[GitHubSession] Rate limit management for authenticated user seems broken
I was playing with the GitHub API in order to extract some repositories metadata and used the GitHubSession
class from swh.core.github.utils
in order to benefit from rate limit management implemented in it.
I used a personal access token in order to perform authenticated calls and have higher rate limit.
As I had to query metadata for more than 10000 repositories, I quickly reached the 5000 API calls limit allowed per hour.
However, I was surprised that the GitHubSession
class did not detect that rate limit was reached as no info message
was printed about it and next API requests were executed instead of sleeping until the current rate limit window is reseted.
While my current rate limit window was not reseted, I issued this curl
command to get more details about GitHub API response:
$ curl -i -H "Authorization: token $GH_TOKEN" https://api.github.com/repos/ankitnigam1985/data-science-books
HTTP/2 403
server: GitHub.com
date: Tue, 18 Apr 2023 13:06:02 GMT
content-type: application/json; charset=utf-8
content-length: 168
x-ratelimit-limit: 5000
x-ratelimit-remaining: 0
x-ratelimit-reset: 1681823340
x-ratelimit-used: 5000
x-ratelimit-resource: core
x-oauth-scopes: repo
x-accepted-oauth-scopes: repo
github-authentication-token-expiration: 2023-05-18 12:06:22 UTC
x-github-media-type: github.v3; format=json
access-control-expose-headers: ETag, Link, Location, Retry-After, X-GitHub-OTP, X-RateLimit-Limit, X-RateLimit-Remaining, X-RateLimit-Used, X-RateLimit-Resource, X-RateLimit-Reset, X-OAuth-Scopes, X-Accepted-OAuth-Scopes, X-Poll-Interval, X-GitHub-Media-Type, X-GitHub-SSO, X-GitHub-Request-Id, Deprecation, Sunset
access-control-allow-origin: *
strict-transport-security: max-age=31536000; includeSubdomains; preload
x-frame-options: deny
x-content-type-options: nosniff
x-xss-protection: 0
referrer-policy: origin-when-cross-origin, strict-origin-when-cross-origin
content-security-policy: default-src 'none'
vary: Accept-Encoding, Accept, X-Requested-With
x-github-request-id: B8A2:EEDC:E8F103:EA8CEC:643E95BA
{
"message": "API rate limit exceeded for user ID 5493543.",
"documentation_url": "https://docs.github.com/rest/overview/resources-in-the-rest-api#rate-limiting"
}
So for authenticated users, GitHub API currently returns a 403 status code with an explicit message about being rate limited.

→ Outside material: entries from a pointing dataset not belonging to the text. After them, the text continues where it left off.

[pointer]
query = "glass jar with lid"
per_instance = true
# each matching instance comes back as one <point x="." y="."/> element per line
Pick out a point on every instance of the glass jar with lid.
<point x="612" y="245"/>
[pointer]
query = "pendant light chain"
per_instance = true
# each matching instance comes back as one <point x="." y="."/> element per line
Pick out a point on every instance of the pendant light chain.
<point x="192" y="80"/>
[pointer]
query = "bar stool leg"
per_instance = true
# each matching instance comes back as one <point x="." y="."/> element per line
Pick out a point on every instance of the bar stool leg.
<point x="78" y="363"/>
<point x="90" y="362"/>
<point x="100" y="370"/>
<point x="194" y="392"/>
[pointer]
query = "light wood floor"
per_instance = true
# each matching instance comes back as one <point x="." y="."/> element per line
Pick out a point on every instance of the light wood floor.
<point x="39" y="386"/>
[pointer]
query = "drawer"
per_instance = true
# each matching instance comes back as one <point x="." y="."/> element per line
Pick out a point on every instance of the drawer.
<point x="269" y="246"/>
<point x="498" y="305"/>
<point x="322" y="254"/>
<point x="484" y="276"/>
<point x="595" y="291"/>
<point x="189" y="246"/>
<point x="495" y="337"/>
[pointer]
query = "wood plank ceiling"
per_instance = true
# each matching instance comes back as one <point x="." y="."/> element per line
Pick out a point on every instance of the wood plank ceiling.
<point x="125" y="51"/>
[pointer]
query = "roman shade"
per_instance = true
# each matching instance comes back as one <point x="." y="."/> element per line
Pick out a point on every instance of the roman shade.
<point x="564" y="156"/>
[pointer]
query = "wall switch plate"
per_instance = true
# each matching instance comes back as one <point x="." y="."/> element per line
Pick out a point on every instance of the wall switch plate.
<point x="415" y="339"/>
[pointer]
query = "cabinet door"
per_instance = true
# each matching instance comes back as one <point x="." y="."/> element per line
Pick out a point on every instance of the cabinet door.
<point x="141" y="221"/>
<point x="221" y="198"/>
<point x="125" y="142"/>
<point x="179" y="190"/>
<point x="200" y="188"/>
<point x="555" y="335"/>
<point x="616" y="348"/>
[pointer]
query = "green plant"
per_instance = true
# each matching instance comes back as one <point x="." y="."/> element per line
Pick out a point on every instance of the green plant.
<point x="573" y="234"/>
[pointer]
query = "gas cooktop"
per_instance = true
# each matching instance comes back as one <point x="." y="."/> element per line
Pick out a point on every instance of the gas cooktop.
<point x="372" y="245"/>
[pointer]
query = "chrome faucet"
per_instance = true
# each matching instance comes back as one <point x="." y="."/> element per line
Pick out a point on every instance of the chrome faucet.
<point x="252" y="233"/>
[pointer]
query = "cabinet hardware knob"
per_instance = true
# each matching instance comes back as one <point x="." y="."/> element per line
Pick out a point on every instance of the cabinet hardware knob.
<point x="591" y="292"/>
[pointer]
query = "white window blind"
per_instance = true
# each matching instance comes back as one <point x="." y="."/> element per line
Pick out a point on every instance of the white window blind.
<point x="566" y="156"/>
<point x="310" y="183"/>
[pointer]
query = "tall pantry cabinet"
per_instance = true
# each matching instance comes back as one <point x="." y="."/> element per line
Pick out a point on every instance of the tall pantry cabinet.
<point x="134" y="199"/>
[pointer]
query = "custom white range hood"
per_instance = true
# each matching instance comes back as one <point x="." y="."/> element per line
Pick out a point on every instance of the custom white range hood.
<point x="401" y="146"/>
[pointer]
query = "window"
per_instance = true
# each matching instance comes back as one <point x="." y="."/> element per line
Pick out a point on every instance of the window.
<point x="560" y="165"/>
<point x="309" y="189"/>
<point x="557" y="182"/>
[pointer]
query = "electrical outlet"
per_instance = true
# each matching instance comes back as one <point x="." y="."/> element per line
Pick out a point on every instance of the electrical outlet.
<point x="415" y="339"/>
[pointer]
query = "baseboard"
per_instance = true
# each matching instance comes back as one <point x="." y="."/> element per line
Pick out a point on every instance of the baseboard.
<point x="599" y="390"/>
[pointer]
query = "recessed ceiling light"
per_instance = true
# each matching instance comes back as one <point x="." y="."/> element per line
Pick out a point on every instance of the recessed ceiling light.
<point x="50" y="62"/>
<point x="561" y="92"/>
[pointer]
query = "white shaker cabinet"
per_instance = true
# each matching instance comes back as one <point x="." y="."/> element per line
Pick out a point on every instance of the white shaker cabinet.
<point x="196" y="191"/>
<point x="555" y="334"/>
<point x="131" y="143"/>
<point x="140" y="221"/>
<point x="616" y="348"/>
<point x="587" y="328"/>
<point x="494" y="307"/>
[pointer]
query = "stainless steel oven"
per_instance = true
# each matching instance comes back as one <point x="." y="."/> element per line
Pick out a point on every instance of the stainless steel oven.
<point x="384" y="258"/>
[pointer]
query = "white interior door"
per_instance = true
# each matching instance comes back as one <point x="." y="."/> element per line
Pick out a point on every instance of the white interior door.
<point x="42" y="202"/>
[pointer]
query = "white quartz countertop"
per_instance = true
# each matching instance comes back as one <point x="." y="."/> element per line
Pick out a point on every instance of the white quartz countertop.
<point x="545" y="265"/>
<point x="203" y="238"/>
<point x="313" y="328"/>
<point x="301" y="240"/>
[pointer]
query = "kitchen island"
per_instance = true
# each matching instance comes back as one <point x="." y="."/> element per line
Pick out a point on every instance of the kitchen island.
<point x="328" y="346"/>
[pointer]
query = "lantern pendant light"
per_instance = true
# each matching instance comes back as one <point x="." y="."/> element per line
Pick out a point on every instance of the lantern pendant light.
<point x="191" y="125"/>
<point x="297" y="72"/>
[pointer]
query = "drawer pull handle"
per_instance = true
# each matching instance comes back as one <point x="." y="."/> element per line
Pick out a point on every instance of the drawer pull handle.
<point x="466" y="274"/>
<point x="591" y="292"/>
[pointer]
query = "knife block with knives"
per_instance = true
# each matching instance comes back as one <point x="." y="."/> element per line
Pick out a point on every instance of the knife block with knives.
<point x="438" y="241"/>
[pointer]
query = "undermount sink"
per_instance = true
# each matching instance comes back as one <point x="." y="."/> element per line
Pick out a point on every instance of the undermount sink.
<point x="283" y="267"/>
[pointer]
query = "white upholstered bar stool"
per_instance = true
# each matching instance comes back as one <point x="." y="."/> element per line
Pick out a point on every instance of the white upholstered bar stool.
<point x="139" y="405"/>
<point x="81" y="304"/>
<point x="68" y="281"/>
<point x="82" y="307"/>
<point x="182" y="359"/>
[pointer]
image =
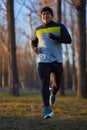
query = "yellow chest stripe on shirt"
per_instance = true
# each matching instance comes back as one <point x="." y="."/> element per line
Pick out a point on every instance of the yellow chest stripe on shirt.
<point x="49" y="30"/>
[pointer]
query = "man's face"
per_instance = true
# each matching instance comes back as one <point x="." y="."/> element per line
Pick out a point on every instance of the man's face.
<point x="46" y="17"/>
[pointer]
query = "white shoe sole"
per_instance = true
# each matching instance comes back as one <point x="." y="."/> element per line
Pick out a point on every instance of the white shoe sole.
<point x="48" y="115"/>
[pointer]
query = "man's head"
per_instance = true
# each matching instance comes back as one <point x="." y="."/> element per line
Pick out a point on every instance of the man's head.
<point x="46" y="15"/>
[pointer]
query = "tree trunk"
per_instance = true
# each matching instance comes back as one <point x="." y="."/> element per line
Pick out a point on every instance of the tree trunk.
<point x="81" y="14"/>
<point x="12" y="48"/>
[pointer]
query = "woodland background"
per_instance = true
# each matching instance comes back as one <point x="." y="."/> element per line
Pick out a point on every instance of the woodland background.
<point x="18" y="68"/>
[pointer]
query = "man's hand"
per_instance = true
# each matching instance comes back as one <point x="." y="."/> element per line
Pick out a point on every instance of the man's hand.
<point x="51" y="36"/>
<point x="38" y="50"/>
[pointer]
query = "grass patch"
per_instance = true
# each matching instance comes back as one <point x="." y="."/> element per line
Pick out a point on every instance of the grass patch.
<point x="26" y="113"/>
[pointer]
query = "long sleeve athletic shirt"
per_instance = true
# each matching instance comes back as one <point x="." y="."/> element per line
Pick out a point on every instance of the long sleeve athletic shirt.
<point x="51" y="47"/>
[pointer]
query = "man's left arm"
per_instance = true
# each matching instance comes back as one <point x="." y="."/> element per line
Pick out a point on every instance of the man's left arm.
<point x="64" y="36"/>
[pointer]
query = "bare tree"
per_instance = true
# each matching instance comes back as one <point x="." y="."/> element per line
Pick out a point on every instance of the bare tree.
<point x="80" y="6"/>
<point x="12" y="48"/>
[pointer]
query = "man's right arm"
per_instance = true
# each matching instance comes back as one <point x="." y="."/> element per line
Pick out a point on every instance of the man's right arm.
<point x="34" y="43"/>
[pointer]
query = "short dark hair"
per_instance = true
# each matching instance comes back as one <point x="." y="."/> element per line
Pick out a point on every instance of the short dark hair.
<point x="47" y="9"/>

But if we look at GitHubSession class code, we can see a 429 status code is expected when an authenticated user is rate limited.
So it seems GitHub API changed the returned status code when an authenticated user is rate limited, this also seems consistent with the official API documentation.
Maybe that behavior only applies when using a recently generated API token but we should handle it
as some important swh components (github lister or metadata loader for instance) uses the GitHubSession
class to perform authenticated calls to the GitHub API and we could be hit by that issue without knowing it.